The debate is complicated by the fact that whence is not that common a word
these days, being rather literary; it is hard finding a modern example that
isn't prefixed by from. This is from Newsday of 11 November 2004: "He is a
legendary figure in his native England, whence I have just returned." That's
a good example of the "proper" use.
Objectors to from whence have support in logic, but logic doesn't feature
much in English constructions, especially idioms, which is how one perhaps
should regard the phrase these days.

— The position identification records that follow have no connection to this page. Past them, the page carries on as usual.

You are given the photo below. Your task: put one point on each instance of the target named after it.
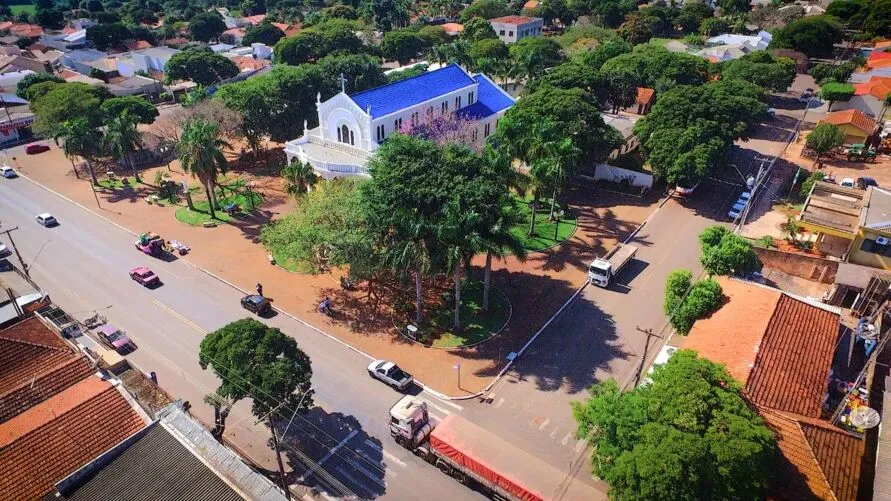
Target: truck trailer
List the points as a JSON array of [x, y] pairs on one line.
[[469, 453], [604, 269]]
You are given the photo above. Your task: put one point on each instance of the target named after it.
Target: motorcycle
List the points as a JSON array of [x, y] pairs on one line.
[[95, 321]]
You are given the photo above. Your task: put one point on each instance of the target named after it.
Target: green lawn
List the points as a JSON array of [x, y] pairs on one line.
[[542, 236], [30, 9], [201, 214], [117, 183], [290, 264], [478, 326]]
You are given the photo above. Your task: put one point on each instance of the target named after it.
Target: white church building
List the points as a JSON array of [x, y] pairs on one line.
[[352, 127]]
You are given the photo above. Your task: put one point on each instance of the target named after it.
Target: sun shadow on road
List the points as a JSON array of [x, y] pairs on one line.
[[351, 460]]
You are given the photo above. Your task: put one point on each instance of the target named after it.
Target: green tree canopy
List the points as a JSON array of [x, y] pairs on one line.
[[825, 138], [201, 66], [477, 29], [774, 74], [402, 45], [688, 435], [21, 88], [726, 253], [687, 301], [105, 36], [259, 362], [836, 91], [265, 33], [657, 67], [66, 102], [137, 107], [814, 35], [206, 26], [486, 9]]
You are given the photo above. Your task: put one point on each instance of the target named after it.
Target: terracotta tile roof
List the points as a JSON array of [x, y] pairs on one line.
[[138, 45], [733, 334], [853, 117], [28, 349], [53, 439], [795, 357], [819, 461], [43, 386], [513, 19], [645, 95], [877, 87]]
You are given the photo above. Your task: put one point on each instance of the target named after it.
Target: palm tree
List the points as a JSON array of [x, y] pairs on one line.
[[200, 154], [498, 241], [460, 239], [299, 178], [123, 139], [79, 139]]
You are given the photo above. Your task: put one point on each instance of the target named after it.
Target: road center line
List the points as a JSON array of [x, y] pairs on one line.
[[177, 315]]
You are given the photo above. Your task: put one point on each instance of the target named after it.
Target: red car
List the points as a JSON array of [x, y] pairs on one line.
[[145, 276], [34, 149]]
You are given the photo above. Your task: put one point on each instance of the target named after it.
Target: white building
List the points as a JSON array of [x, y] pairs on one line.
[[512, 29], [352, 127]]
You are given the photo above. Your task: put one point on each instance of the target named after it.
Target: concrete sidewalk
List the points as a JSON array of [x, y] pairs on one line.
[[535, 288]]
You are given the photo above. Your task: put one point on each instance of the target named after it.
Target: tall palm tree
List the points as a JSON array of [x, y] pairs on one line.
[[410, 254], [498, 241], [79, 139], [123, 139], [200, 154], [459, 237], [299, 178]]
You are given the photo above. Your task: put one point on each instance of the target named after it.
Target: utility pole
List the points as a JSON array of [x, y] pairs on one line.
[[278, 457], [16, 249]]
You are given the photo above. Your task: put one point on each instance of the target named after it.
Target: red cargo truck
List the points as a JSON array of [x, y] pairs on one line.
[[469, 453]]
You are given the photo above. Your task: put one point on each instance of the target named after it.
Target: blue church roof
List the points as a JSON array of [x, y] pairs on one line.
[[406, 93], [490, 100]]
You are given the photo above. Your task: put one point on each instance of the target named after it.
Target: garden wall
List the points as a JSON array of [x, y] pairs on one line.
[[618, 174], [808, 267]]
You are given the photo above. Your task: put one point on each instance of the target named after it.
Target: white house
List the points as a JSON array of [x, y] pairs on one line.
[[512, 29], [352, 127]]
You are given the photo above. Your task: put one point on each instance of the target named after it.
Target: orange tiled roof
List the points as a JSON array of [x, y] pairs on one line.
[[255, 20], [819, 460], [55, 438], [877, 87], [645, 95], [853, 117], [513, 19], [794, 359]]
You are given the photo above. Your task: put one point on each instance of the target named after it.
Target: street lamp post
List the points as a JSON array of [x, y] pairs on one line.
[[558, 214]]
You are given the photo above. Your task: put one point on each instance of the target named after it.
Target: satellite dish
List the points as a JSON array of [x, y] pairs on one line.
[[865, 417]]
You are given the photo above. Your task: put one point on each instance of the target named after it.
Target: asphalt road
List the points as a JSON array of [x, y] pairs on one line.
[[600, 335], [83, 265]]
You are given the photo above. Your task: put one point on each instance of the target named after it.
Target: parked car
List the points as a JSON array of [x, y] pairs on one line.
[[33, 149], [865, 182], [256, 303], [390, 373], [145, 276], [46, 219], [115, 338]]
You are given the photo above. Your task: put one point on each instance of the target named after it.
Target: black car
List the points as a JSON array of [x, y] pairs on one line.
[[256, 303]]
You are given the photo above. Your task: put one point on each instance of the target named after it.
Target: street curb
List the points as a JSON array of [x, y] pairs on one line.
[[230, 284]]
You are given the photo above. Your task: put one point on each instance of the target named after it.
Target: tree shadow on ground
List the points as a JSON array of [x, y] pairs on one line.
[[351, 459]]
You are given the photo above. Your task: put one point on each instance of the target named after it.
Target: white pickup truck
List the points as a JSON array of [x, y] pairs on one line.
[[604, 269]]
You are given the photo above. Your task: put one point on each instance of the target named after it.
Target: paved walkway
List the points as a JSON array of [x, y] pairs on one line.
[[536, 288]]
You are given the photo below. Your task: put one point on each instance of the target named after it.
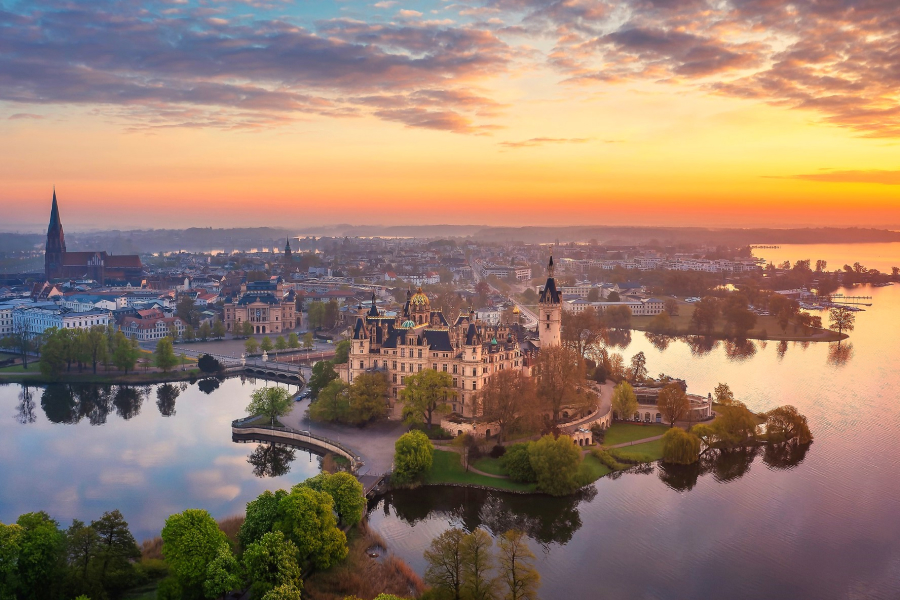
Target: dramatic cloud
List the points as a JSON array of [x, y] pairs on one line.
[[871, 176], [543, 141], [204, 70]]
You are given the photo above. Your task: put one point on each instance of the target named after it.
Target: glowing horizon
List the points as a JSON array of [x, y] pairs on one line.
[[499, 112]]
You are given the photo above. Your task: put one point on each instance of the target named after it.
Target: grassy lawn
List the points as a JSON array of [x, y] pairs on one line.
[[595, 468], [622, 433], [651, 450], [447, 468], [766, 328], [490, 465]]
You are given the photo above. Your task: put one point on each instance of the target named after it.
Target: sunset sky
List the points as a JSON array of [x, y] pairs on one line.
[[232, 113]]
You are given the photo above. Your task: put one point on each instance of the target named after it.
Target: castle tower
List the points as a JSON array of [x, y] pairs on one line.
[[288, 256], [550, 311], [56, 243]]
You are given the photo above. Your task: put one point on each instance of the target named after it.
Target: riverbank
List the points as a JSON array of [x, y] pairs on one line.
[[767, 328]]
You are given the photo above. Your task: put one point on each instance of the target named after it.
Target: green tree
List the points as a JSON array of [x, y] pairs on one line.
[[624, 402], [82, 546], [559, 376], [164, 355], [516, 567], [368, 397], [723, 394], [260, 517], [413, 456], [116, 552], [222, 573], [322, 374], [477, 564], [346, 491], [270, 402], [306, 517], [638, 367], [342, 352], [41, 545], [785, 423], [673, 403], [445, 562], [426, 393], [841, 319], [10, 550], [191, 541], [680, 447], [555, 462], [332, 404], [517, 462], [271, 562]]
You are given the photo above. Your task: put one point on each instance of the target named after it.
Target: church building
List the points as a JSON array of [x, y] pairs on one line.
[[97, 265]]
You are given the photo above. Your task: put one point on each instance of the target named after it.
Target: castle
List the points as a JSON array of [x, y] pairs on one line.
[[96, 265], [470, 350]]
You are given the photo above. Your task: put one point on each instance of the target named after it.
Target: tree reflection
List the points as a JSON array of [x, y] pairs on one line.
[[127, 401], [658, 340], [271, 460], [94, 401], [550, 520], [701, 345], [619, 338], [25, 413], [839, 354], [166, 394], [59, 404], [739, 349], [781, 349], [208, 385], [785, 456]]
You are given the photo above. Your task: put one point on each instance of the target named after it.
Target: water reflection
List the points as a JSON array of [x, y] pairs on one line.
[[547, 521], [25, 409], [166, 394], [271, 460], [730, 465], [128, 402], [840, 353]]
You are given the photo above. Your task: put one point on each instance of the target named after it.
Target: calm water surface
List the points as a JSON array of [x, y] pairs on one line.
[[824, 523], [149, 451], [820, 524]]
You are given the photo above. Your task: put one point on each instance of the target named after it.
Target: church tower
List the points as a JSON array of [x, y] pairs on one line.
[[56, 243], [288, 257], [550, 311]]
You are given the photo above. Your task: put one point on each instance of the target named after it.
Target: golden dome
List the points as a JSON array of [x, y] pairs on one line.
[[419, 298]]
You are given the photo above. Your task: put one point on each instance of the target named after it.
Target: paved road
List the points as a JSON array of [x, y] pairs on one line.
[[374, 443]]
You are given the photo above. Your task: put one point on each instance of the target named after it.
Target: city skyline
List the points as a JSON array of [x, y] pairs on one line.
[[278, 113]]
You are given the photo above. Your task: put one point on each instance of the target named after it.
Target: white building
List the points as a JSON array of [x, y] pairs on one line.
[[38, 319]]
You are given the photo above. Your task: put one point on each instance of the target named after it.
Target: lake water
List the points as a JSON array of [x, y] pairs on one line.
[[824, 523], [77, 451]]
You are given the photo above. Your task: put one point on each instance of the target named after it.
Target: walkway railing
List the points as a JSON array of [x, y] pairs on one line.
[[242, 427]]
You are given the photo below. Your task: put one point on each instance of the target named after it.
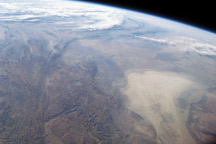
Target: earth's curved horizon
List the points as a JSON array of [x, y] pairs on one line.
[[75, 72]]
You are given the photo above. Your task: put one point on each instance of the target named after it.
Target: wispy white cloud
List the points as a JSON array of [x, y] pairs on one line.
[[185, 44], [92, 17]]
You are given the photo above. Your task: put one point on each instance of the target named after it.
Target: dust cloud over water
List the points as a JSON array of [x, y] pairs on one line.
[[153, 96]]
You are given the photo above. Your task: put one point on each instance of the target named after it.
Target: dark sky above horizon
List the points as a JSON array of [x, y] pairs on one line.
[[200, 13]]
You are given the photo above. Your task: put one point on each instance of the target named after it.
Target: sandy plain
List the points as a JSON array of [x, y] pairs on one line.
[[153, 96]]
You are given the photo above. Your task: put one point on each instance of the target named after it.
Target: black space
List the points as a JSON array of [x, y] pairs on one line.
[[198, 13]]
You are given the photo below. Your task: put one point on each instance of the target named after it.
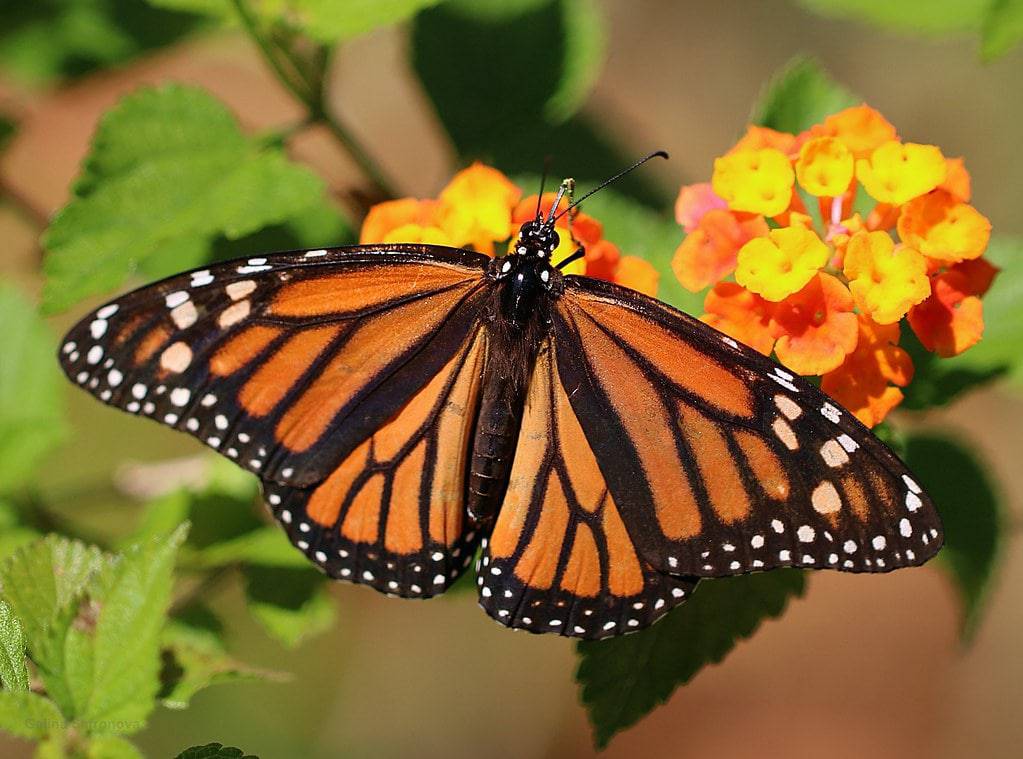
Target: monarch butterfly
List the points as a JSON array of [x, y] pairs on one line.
[[407, 406]]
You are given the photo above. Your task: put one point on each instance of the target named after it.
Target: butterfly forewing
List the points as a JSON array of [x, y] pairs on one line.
[[392, 514], [560, 557], [721, 461], [284, 363]]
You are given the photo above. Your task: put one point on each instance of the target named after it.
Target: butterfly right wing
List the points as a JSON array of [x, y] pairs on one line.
[[560, 559], [392, 514]]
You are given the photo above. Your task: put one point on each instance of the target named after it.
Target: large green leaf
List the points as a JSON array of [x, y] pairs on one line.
[[625, 677], [503, 79], [43, 582], [291, 604], [169, 172], [31, 390], [116, 639], [13, 672], [44, 40], [798, 96], [971, 512]]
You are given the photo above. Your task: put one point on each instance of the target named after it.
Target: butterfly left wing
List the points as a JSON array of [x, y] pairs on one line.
[[560, 557], [720, 461], [392, 514]]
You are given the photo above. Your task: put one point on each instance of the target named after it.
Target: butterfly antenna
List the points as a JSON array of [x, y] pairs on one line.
[[606, 182]]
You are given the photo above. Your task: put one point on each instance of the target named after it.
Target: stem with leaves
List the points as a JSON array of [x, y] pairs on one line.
[[305, 80]]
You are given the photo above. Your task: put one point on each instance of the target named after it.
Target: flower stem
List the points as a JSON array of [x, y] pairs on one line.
[[308, 89]]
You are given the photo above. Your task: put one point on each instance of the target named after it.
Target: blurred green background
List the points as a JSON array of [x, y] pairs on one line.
[[868, 665]]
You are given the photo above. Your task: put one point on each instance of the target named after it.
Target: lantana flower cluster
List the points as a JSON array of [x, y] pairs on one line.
[[482, 209], [816, 246]]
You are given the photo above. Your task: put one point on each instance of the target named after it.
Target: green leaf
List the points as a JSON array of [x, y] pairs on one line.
[[625, 677], [50, 39], [13, 672], [26, 714], [292, 605], [971, 512], [998, 354], [169, 172], [516, 116], [654, 236], [112, 747], [32, 388], [194, 658], [916, 16], [214, 751], [116, 638], [1003, 29], [43, 583], [798, 96]]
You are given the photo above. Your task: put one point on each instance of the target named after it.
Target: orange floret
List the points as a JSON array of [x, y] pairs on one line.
[[755, 181], [742, 315], [863, 383], [817, 326], [638, 274], [896, 173], [885, 281], [952, 318], [860, 128], [825, 167], [782, 263], [708, 254], [386, 217], [941, 227], [694, 201], [476, 207]]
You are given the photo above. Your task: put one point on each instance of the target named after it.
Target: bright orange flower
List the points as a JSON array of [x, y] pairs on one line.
[[638, 274], [952, 318], [742, 315], [708, 254], [755, 181], [957, 180], [898, 172], [476, 207], [694, 201], [863, 383], [885, 281], [941, 227], [860, 128], [825, 167], [757, 138], [782, 263], [818, 328], [386, 217]]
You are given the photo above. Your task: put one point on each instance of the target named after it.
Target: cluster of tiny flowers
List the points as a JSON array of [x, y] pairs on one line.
[[482, 209], [795, 270]]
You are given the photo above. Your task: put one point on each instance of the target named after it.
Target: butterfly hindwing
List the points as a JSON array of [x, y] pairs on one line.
[[278, 362], [560, 559], [721, 461], [391, 515]]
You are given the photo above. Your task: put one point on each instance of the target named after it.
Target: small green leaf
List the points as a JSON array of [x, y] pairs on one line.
[[1003, 29], [625, 677], [971, 512], [112, 747], [798, 96], [26, 714], [43, 583], [169, 172], [116, 637], [214, 751], [13, 672], [291, 604], [916, 16], [32, 389]]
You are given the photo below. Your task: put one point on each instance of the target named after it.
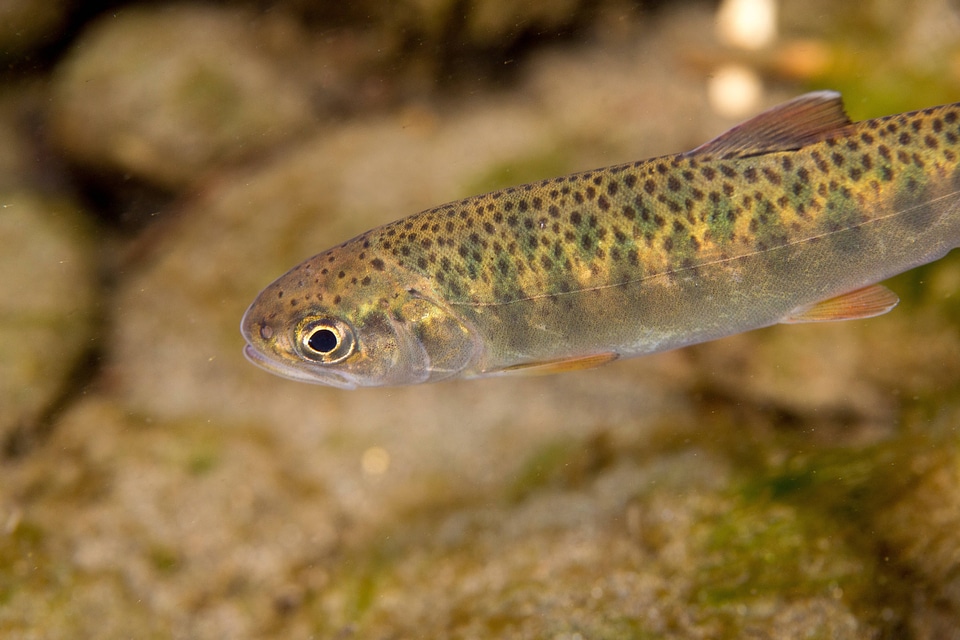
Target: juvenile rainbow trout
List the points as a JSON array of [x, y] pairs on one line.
[[792, 216]]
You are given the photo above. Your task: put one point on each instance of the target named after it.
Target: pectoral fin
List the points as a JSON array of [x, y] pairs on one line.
[[559, 365], [867, 302]]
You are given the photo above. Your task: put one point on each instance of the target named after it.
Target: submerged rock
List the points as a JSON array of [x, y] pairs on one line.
[[47, 297], [166, 93]]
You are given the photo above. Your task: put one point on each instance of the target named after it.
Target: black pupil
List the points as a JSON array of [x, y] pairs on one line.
[[323, 341]]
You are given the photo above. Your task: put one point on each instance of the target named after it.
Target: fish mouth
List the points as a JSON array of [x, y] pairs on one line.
[[329, 378]]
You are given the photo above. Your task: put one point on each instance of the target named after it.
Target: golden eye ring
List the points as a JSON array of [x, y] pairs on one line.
[[325, 340]]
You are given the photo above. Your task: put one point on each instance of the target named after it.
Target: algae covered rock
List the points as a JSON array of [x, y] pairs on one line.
[[46, 304], [165, 93]]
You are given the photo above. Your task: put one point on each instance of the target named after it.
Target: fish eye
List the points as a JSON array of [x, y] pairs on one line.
[[325, 340]]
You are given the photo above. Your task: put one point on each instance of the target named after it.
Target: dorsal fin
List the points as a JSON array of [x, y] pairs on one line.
[[785, 127]]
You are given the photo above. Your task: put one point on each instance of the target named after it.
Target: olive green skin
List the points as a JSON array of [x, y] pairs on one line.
[[626, 260]]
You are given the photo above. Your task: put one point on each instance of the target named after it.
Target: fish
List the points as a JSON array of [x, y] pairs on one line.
[[793, 216]]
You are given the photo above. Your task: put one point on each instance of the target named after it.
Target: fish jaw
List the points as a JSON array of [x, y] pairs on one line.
[[299, 374], [392, 332]]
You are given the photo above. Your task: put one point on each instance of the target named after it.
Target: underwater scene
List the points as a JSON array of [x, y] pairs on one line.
[[239, 400]]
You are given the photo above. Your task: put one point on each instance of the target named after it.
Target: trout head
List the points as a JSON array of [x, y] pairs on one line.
[[349, 317]]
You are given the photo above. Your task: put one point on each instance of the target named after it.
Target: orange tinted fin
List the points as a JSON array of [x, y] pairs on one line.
[[868, 302], [559, 365], [808, 118]]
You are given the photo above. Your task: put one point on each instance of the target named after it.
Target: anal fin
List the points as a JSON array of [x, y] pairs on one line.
[[867, 302], [558, 365]]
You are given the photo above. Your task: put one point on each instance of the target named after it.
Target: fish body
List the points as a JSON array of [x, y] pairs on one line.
[[792, 216]]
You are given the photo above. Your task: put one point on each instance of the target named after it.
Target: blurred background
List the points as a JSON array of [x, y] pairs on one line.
[[161, 162]]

One newspaper archive consulted, hardly
comprehensive, contained more than 250 cases of from whence just in 2004. It
succeeds because it is informal and colloquial compared with whence used
alone, a construction that is unusual enough to force readers to stop and
work out the meaning.
And even a brief look at historical sources shows that from whence has been
common since the thirteenth century. It has been used by Shakespeare, Defoe
(in the opening of Robinson Crusoe: "He got a good estate by merchandise,
and leaving off his trade, lived afterwards at York; from whence he had
married my mother"), Smollett, Dickens (in A Christmas Carol: "He began to
think that the source and secret of this ghostly light might be in the
adjoining room, from whence, on further tracing it, it seemed to shine"),
Dryden, Gibbon, Twain (in Innocents Abroad: "He traveled all around, till at
last he came to the place from whence he started"), and Trollope, and it
appears 27 times in the King James Bible (including Psalm 121: "I will lift
up mine eyes unto the hills, from whence cometh my help").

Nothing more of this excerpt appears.